Die anderen leben und lieben!

Der ARD-Fernsehfilm „12 heißt: Ich liebe Dich“ handelt von einem Stasiopfer, das sich in einen Stasitäter verliebt. Eine Geschichte, die alte Wunden wieder aufreißen – und heilen kann

DER FILM „12 HEISST: ICH LIEBE DICH“

Bettina Kramer, 28, ist angeklagt, durch Kontakt zu einer linken Westberliner Gruppe gegen die Interessen der DDR zu handeln. Während der acht Monate ihrer Stasiuntersuchungshaft hat sie einen Vernehmer: Stasioffizier Jan Kohlfeld. Auch wenn der unerbittlich seine „Pflicht“ tut, verlieben sich die beiden. Diesen Drahtseilakt meistern die Schauspieler Claudia Michelsen und Devid Striesow in einem Kammerspiel, das zum Aufregendsten gehört, was bisher im deutschen Fernsehen über Bespitzelung zu sehen war.
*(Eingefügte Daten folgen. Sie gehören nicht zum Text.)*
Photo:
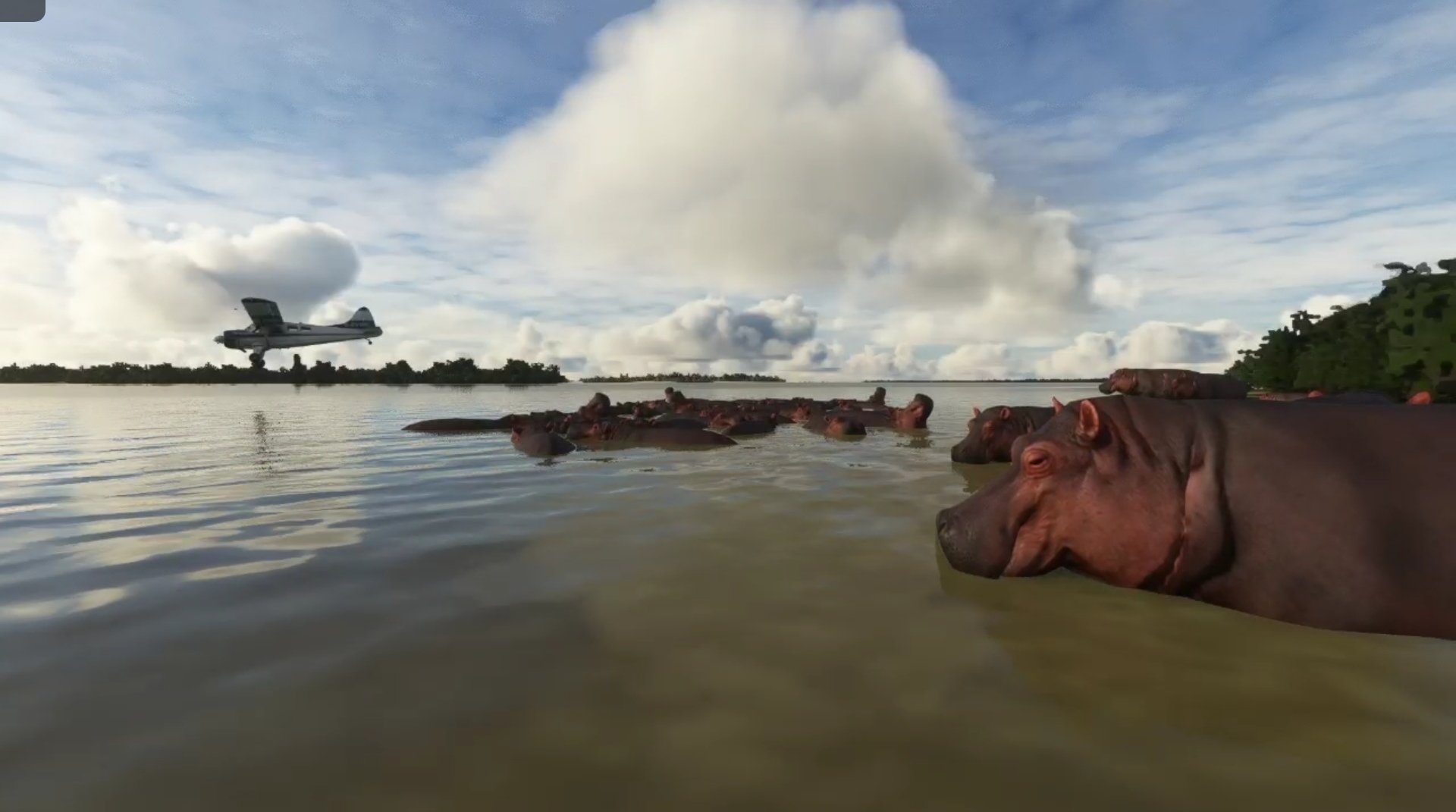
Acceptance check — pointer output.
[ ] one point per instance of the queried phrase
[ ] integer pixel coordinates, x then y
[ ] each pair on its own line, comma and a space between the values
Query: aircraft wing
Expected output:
264, 313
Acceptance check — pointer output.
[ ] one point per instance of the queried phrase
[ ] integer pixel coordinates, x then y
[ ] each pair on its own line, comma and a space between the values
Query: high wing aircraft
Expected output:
270, 331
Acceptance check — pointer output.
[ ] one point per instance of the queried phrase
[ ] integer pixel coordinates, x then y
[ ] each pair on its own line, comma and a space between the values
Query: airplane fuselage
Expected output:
291, 335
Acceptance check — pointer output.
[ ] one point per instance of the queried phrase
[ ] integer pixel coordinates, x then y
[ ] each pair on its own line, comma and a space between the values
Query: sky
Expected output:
814, 190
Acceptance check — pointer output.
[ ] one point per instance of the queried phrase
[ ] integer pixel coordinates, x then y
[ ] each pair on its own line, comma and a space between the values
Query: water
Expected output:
271, 598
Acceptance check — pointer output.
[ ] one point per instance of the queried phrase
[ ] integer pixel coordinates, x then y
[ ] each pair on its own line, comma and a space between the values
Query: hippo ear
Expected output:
1090, 424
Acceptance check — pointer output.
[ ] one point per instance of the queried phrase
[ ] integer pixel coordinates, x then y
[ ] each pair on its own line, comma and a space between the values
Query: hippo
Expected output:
623, 434
538, 443
466, 424
837, 427
1174, 383
909, 418
1320, 517
679, 421
913, 415
743, 427
992, 433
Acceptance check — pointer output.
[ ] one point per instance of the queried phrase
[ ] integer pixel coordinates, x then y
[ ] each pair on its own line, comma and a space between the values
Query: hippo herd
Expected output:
680, 422
1338, 517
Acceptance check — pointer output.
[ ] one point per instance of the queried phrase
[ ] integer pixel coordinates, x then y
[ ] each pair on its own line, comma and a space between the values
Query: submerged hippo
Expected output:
539, 443
1323, 517
746, 427
837, 427
992, 433
908, 418
1180, 384
623, 434
679, 421
466, 424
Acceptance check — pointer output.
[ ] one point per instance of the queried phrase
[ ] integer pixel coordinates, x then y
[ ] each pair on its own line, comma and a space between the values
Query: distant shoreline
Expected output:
989, 380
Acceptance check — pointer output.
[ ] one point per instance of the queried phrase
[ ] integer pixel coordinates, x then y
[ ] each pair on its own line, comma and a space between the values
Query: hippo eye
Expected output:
1036, 462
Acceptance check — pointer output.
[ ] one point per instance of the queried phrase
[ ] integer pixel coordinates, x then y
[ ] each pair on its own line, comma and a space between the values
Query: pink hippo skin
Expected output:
1331, 517
990, 434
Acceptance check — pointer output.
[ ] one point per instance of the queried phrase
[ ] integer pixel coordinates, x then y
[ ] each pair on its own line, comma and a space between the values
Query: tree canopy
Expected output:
1400, 343
462, 372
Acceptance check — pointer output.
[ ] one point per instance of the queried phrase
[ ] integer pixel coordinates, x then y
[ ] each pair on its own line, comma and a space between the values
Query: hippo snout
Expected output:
968, 550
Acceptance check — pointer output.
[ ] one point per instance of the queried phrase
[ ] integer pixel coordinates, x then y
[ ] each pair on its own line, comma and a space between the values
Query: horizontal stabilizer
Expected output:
362, 319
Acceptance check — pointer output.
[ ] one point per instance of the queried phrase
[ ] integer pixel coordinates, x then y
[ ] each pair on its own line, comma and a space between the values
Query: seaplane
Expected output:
270, 331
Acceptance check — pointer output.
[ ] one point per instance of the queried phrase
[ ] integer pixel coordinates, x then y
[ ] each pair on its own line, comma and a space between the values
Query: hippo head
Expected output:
1122, 381
989, 437
576, 430
916, 412
596, 430
839, 425
1076, 495
1183, 384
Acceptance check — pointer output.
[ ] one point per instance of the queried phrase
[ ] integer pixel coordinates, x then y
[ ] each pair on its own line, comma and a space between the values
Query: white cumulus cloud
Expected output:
711, 329
121, 277
1210, 348
772, 146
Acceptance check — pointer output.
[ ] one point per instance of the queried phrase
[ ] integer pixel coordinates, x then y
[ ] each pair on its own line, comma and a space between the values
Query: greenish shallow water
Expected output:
271, 598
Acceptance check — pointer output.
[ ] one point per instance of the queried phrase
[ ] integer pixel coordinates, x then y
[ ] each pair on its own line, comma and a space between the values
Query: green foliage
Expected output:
1400, 343
462, 372
685, 378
Nach der Wende arbeitet Bettina Kramer in der Stasiopfer-Gedenkstätte, Jan Kohlfeld ist als biederer Buchhalter mit Eigenheim schon beinahe Wende-Gewinner. Als die beiden sich wiedertreffen, kommt die Liebe der „Zeit der Erinnerung“ in die Quere. „Und trotzdem immer wieder 11 und 12“, hatte Kramer bei den Vernehmungen auf Zettel geschrieben: die Anzahl der Buchstaben in „Du bist schön“ und „Ich liebe dich.“ Die Umwelt jedoch kann auf dieses Schicksal nicht anders reagieren als mit der Forderung nach „Aufarbeitung“. STG

VON MARTIN REICHERT

Mit der Vergangenheitsbewältigung in Deutschland verhält es sich wie mit der Psychose: Sie tritt in Schüben auf – wenngleich sie eher unter neurotischen denn psychotischen Vorzeichen steht. Die erste Phase der Stasiaufarbeitung unmittelbar nach der Wiedervereinigung war denn auch eher hysterisch. Man blickte mit Erstaunen auf den unheimlichen Big Brother MfS, der ganz plötzlich in Unterhosen dastand. Ergötzte sich mitunter voyeuristisch an den zum Teil dramatischen Schicksalen der Opfer: Frau von eigenem Ehemann bespitzelt – und entrüstete sich moralisch über die Unmenschlichkeit der Täter: Hier die Guten, da die Bösen, hier die Opfer, da die Täter. Die Opfer konnten endlich sprechen, die Täter aber schwiegen.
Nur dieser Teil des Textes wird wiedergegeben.